The Link Singularity: Why SEO must be allowed to fail

Last week in The Link Singularity: Propensity I wrote about the increasing quality threshold that had to be reached before a link mattered in contrast to the decreasing chance of earning a link from a high quality site.

This week I’d like to address why SEOs must be allowed to fail. The risk of failure is one of the most import factors when it comes to determine whether the link is a good one or not.

In summary; any set of actions you can perform as an SEO that will create a link, without any real risk of failure, will create a link that Google is likely to want to discount.

Let’s dig in. In the very old days SEOs liked directory submissions. They worked as a process. Once you had that process in place you could rinse and repeat and be assured of links. Google initially accepted (and recommended) directories. Once the claim of editorial quality became a nonsense across the directory landscape Google had to step away from them.

The situation would have been different if a successful directory application had remained a rare thing. If directories had been harshly curated then directories would continue to have been counted as a quality signal. Instead we got directories with no chance of failure and therefore too many directories with no merit.

SEOs turned next to articles and article marketing. It was the same story. SEOs liked the approach because it could be turned into a process and once that process was shapely enough there was no risk of failure. As there was no risk of failure, no challenge in getting an article published, Google had to discount those links and warn against the tactic.

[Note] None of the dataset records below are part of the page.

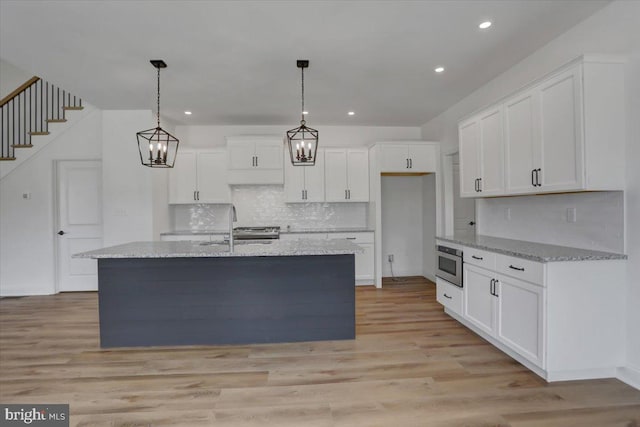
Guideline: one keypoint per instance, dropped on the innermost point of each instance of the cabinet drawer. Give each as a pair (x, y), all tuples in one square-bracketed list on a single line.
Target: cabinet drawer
[(479, 258), (449, 295), (296, 236), (365, 237), (519, 268), (185, 237)]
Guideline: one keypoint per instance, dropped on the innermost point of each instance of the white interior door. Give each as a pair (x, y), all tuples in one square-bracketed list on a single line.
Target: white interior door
[(79, 203), (464, 210)]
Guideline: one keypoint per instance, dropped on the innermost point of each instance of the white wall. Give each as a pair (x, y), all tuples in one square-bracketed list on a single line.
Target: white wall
[(599, 219), (330, 136), (11, 77), (128, 187), (612, 30), (402, 225), (429, 226), (27, 226), (632, 215)]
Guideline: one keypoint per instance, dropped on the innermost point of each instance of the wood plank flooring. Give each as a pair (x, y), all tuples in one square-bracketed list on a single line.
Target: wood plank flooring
[(410, 365)]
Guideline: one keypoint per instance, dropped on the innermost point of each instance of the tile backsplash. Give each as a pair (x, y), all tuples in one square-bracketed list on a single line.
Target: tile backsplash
[(598, 222), (265, 205)]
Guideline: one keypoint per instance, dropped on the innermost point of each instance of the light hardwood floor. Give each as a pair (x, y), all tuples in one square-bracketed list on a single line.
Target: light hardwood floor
[(410, 365)]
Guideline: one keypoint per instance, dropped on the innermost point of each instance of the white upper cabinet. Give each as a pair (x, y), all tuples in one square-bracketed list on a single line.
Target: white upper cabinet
[(491, 153), (563, 133), (402, 158), (521, 142), (304, 184), (199, 177), (255, 160), (561, 144), (469, 135), (346, 175), (482, 154)]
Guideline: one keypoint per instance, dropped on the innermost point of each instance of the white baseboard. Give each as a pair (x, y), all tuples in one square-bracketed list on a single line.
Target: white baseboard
[(13, 293), (581, 374), (630, 375)]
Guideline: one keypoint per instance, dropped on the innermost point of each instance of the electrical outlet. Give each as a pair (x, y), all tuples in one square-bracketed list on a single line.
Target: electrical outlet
[(507, 214)]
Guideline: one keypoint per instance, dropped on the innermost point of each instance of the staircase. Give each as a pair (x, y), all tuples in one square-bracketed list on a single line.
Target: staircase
[(28, 111)]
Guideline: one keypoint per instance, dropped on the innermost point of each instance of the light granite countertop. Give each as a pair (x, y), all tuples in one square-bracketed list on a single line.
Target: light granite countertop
[(530, 250), (282, 231), (188, 249)]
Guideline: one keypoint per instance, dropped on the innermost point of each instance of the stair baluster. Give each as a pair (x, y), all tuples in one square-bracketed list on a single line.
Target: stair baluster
[(27, 112)]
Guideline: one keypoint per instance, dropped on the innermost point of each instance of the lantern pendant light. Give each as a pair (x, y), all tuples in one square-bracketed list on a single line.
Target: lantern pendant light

We see the same thing on guest posts; the battle again. Will guest posting become a process that, when followed, there is little risk of failure? If there was no editorial challenge, no risk of failure, then will the links produced by tactic be links Google wants to count tomorrow?

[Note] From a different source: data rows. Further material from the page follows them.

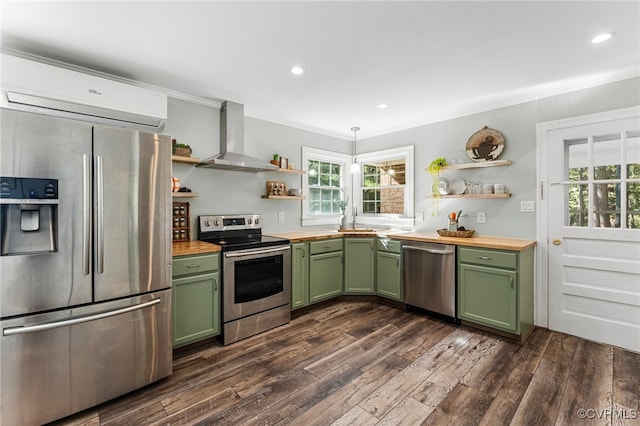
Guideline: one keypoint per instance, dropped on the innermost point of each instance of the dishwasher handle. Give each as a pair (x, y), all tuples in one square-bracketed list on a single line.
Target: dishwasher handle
[(446, 251)]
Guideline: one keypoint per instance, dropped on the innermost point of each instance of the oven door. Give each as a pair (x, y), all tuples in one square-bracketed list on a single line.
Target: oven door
[(256, 280)]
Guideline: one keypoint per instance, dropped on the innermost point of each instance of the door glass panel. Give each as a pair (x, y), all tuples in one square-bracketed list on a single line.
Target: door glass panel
[(633, 205), (578, 202), (633, 155), (577, 159), (606, 157), (606, 212)]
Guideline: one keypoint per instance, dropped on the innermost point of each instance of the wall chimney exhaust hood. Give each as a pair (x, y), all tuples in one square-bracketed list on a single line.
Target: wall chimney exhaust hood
[(232, 156)]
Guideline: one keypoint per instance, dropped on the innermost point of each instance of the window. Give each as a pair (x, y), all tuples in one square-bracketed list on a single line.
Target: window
[(325, 183), (384, 189), (604, 186)]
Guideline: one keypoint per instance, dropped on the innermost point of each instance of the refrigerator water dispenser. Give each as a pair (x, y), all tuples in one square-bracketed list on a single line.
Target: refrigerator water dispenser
[(28, 215)]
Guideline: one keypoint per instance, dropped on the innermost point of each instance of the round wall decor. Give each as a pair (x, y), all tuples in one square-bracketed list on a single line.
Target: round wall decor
[(485, 145)]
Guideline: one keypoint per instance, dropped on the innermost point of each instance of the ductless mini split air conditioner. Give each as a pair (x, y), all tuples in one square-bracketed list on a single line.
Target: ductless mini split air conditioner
[(42, 88)]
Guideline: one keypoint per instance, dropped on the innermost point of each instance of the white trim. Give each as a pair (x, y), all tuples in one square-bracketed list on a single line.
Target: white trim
[(541, 296), (407, 220), (323, 155)]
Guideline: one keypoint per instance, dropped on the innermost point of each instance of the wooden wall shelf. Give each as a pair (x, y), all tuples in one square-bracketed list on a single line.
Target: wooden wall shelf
[(186, 160), (291, 171), (282, 197), (477, 165), (507, 195), (184, 194)]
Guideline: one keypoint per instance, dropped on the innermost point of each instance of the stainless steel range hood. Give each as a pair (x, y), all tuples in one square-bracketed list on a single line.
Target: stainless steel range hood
[(232, 156)]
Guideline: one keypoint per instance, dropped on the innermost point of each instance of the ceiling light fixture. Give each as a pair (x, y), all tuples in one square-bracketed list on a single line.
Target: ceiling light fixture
[(600, 38), (355, 167)]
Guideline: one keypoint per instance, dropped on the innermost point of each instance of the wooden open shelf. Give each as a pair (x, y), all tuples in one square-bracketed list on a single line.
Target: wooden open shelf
[(477, 165), (291, 171), (283, 197), (186, 160), (507, 195), (184, 194)]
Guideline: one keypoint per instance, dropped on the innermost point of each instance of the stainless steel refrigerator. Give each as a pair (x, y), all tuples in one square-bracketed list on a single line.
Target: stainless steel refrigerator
[(85, 270)]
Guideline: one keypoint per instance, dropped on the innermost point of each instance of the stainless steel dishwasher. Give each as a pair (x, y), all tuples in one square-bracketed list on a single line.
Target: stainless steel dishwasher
[(429, 277)]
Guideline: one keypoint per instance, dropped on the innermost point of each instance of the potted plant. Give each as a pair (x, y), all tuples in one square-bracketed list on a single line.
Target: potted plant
[(181, 149), (434, 170)]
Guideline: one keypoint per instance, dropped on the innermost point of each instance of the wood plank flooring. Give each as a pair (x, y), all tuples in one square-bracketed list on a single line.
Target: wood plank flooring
[(365, 363)]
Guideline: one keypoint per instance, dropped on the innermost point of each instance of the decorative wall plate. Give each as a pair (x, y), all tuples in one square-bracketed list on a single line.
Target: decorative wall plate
[(485, 145)]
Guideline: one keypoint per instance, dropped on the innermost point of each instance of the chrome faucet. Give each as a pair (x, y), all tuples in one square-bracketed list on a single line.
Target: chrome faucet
[(355, 212)]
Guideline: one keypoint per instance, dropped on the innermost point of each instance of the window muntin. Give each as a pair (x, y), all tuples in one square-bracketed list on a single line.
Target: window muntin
[(603, 174)]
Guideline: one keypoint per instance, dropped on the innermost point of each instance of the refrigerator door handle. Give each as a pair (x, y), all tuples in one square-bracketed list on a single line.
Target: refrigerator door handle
[(100, 215), (48, 326), (86, 214)]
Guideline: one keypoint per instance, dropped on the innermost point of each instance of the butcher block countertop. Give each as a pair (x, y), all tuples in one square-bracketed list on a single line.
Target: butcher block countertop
[(501, 243), (193, 247)]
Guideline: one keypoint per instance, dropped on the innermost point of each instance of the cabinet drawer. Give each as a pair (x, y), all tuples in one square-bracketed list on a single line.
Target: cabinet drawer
[(325, 246), (186, 265), (488, 257), (390, 246)]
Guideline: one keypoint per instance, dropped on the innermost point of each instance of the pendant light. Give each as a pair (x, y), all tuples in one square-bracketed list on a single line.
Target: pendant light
[(355, 167)]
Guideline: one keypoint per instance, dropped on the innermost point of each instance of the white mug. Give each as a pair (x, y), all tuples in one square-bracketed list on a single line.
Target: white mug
[(499, 188)]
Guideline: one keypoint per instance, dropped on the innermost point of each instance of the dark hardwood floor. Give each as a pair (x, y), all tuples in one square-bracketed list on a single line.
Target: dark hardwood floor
[(365, 363)]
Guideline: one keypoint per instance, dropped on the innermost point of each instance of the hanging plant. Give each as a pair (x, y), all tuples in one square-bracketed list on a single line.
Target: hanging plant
[(434, 170)]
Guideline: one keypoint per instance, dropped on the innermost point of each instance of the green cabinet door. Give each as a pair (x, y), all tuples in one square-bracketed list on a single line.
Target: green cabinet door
[(389, 275), (325, 276), (488, 296), (359, 267), (299, 275), (196, 315)]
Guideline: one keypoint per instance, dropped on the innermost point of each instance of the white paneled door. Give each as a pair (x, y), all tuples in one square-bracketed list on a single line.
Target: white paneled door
[(593, 228)]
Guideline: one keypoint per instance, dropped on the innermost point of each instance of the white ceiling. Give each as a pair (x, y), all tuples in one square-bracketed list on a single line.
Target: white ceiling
[(428, 60)]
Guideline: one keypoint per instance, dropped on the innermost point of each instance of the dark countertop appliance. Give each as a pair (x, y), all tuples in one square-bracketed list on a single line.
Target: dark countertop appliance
[(256, 274)]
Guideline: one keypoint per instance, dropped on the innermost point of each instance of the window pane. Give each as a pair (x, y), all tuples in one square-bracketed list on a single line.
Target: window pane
[(314, 194), (606, 212), (577, 159), (392, 201), (370, 194), (578, 203), (633, 155), (633, 205), (371, 207), (606, 157)]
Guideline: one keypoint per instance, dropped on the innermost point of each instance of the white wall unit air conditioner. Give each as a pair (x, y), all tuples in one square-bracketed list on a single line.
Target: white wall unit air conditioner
[(34, 86)]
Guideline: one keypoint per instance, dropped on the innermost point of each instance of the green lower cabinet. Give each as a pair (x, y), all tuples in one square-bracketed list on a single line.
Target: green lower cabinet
[(495, 289), (488, 296), (389, 275), (299, 275), (325, 271), (196, 298), (359, 266)]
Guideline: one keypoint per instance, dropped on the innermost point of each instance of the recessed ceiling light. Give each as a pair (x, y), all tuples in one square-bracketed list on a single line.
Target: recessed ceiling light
[(602, 37)]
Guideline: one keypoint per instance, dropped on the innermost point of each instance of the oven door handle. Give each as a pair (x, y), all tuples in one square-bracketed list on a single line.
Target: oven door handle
[(241, 253)]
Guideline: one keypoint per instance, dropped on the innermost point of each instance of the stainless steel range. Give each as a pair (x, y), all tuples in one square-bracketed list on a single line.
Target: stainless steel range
[(256, 271)]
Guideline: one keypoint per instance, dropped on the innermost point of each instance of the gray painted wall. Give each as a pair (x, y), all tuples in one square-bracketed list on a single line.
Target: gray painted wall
[(238, 192)]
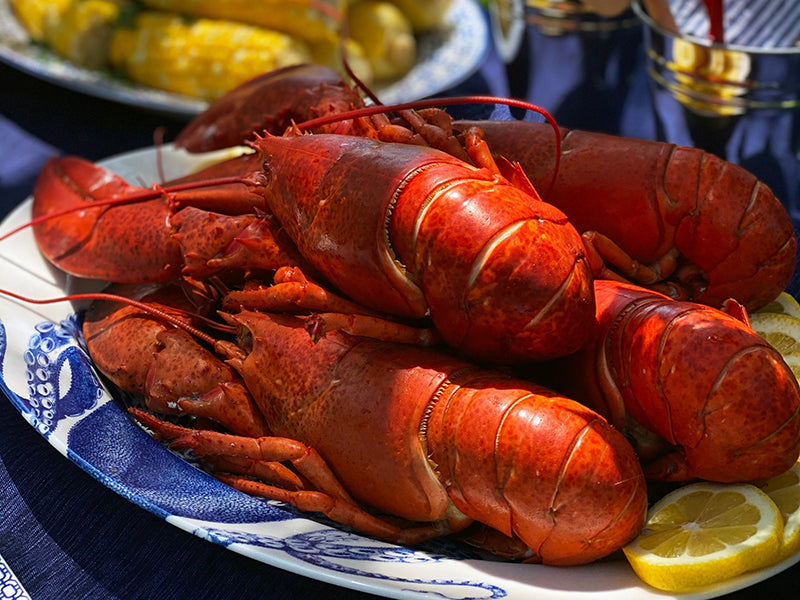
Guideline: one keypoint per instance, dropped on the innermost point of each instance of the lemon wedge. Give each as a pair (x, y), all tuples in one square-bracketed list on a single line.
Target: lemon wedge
[(785, 303), (784, 490), (782, 331), (704, 533)]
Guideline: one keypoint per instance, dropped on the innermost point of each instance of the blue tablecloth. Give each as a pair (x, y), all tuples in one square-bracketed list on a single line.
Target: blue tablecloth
[(64, 534)]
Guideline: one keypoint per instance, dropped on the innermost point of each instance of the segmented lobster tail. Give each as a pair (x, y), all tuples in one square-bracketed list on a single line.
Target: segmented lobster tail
[(408, 431), (538, 467), (502, 274), (723, 400), (675, 217)]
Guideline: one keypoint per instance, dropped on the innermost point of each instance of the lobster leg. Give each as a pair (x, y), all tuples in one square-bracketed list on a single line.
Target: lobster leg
[(327, 496)]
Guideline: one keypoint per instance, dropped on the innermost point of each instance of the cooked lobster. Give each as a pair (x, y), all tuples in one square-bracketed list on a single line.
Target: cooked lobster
[(405, 431), (506, 278), (698, 391), (675, 219)]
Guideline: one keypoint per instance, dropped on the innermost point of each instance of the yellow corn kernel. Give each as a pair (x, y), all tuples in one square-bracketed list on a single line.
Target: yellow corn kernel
[(310, 20), (424, 14), (33, 14), (385, 33), (83, 33), (203, 58)]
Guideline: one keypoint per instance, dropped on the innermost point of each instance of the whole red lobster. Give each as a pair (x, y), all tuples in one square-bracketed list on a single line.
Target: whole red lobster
[(699, 393), (672, 218), (404, 229), (360, 422)]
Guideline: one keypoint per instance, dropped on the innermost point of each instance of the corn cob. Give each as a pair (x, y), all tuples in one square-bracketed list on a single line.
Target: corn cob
[(83, 33), (310, 20), (33, 14), (386, 36), (424, 14), (203, 58)]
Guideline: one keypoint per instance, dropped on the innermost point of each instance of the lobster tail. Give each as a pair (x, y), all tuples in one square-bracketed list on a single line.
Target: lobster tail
[(674, 217), (723, 400), (537, 466), (502, 274), (413, 432), (743, 243)]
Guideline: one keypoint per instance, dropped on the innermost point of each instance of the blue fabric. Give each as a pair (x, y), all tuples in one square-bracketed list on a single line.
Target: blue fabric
[(757, 23), (64, 534)]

There are certainly two factions within guest posting. There are blogs that allow too many of the wrong type of guest posts. These are the blogs with less strict editorial decisions, more likely to appear in SEO process sheets and with a lower risk of failure. These are the blogs most likely to appear in disavow requests tomorrow. There are also the blogs in which guest posts are rare and earned. These are the blogs with very strict editorial decisions, that SEOs rightly assign a high risk of failure to when considering pitching a story too and these are the blogs which are most likely to be able to offer positive links tomorrow.

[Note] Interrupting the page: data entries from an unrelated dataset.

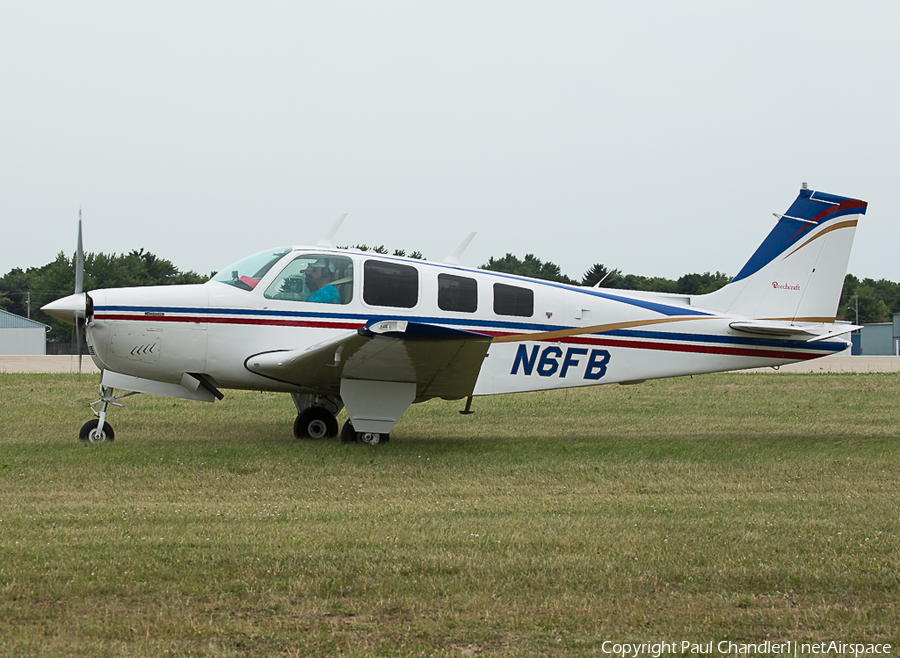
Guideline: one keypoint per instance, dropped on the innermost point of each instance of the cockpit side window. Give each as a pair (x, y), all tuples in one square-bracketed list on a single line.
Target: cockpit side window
[(247, 272), (317, 278)]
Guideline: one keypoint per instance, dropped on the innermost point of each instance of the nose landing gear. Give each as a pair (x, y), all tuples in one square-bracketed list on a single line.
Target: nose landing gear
[(98, 430)]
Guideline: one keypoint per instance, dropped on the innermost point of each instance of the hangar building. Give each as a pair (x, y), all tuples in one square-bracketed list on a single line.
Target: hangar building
[(20, 336)]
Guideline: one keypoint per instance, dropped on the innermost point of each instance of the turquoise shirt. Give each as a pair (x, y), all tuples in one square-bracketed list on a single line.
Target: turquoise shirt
[(325, 295)]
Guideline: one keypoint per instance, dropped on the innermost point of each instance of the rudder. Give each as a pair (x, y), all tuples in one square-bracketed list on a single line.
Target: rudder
[(797, 273)]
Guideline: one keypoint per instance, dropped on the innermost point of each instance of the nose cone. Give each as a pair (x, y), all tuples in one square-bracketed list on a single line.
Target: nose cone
[(67, 308)]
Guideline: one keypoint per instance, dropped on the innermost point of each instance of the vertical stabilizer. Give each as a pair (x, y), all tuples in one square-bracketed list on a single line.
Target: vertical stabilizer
[(797, 273)]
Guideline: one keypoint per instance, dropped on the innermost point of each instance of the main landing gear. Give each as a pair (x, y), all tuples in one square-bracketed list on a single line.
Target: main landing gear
[(317, 419), (350, 435), (316, 416), (98, 430)]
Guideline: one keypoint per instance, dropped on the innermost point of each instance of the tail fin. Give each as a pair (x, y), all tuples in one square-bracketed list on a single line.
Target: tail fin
[(797, 273)]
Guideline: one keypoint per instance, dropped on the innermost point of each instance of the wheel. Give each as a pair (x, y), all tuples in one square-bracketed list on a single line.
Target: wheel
[(350, 435), (315, 423), (90, 433)]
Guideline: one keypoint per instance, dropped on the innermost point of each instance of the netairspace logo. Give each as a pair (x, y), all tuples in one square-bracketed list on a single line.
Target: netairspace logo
[(729, 648)]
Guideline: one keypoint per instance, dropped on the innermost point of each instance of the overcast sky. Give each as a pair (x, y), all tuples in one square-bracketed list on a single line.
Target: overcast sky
[(653, 137)]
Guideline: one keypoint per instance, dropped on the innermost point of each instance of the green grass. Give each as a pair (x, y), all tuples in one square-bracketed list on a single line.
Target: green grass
[(743, 507)]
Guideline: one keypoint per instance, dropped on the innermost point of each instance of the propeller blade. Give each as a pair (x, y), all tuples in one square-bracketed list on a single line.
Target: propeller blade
[(79, 323), (79, 260)]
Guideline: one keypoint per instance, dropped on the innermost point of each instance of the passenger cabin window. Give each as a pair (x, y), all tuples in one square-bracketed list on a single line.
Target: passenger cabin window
[(316, 278), (457, 293), (512, 300), (390, 284)]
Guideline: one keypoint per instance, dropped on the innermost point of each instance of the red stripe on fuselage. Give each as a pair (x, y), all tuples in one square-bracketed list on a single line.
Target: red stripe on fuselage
[(578, 340)]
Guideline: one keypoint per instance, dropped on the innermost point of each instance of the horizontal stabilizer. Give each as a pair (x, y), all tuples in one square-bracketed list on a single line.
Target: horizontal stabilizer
[(812, 332)]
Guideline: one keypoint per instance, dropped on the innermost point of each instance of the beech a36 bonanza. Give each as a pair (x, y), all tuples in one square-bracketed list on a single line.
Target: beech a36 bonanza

We see the same struggles emerging in content marketing. SEOs know that the right sort of content could attract links and other signals that matter. Some SEOs cannot win client sign off or dislike content marketing because the risk of failure is too great if links are your only goal. Despite your animated storyboard being very clever there is a chance that no one links to it. Some SEOs are looking to turn content marketing into a safer, process based, approach in which pretty much guarantees links. This is why I have a fear around the word “distribution”.

In contrast, links that have been earned from outside a “building process” are more likely to be links that carry their value up to the day of the The Link Singularity. Afterwards? That’s anyone’s guess.

Let’s go back to the animated storyboard example. You’ve got one on your site and you’ve pitched it to bloggers, editors and curators. This hasn’t been a distribution process and so if any of that audience to write about, share, link to (all signals) the storyboard then the timing, the phrases used and networks will be distinct and natural. If the buzz they generate grows then it’ll grow naturally and it’ll count.

If this collection of bloggers, editors and curators have kept themselves clean of pit traps like link selling, undisclosed advertorials and the rest then their publishing platforms will remain trusted.

Give me actionable insight again, damnit!

Two shifts are needed; one from SEOs and the other from clients.

On the SEO side we must accept that an insistence on clinging to safe, process based, link building is more risky than it is safe. We must reconfigure our approach to earning signals so that we will accept failure.

That said; SEOs can structure their work to allow for the risk of failure but minimise the risk of it. Our animated storyboard, for example, could we design one that might interest tech bloggers (how it was made), and travel bloggers (the story it tells) as well as local press (the mention of the cities).

The ability to engage with audiences is part of the evolution of SEO.

The second change comes from client side. SEO sits more on the earned media tier and less on the paid for media tier. It is scary but SEOs need permission to engage audiences and risk failure. Don’t ask for a processed approach to old school link building. Ask for a modern approach to earning links and other signals. Judge SEOs, whether they are agency or in-house, by their ability to manage risk rather than avoid it.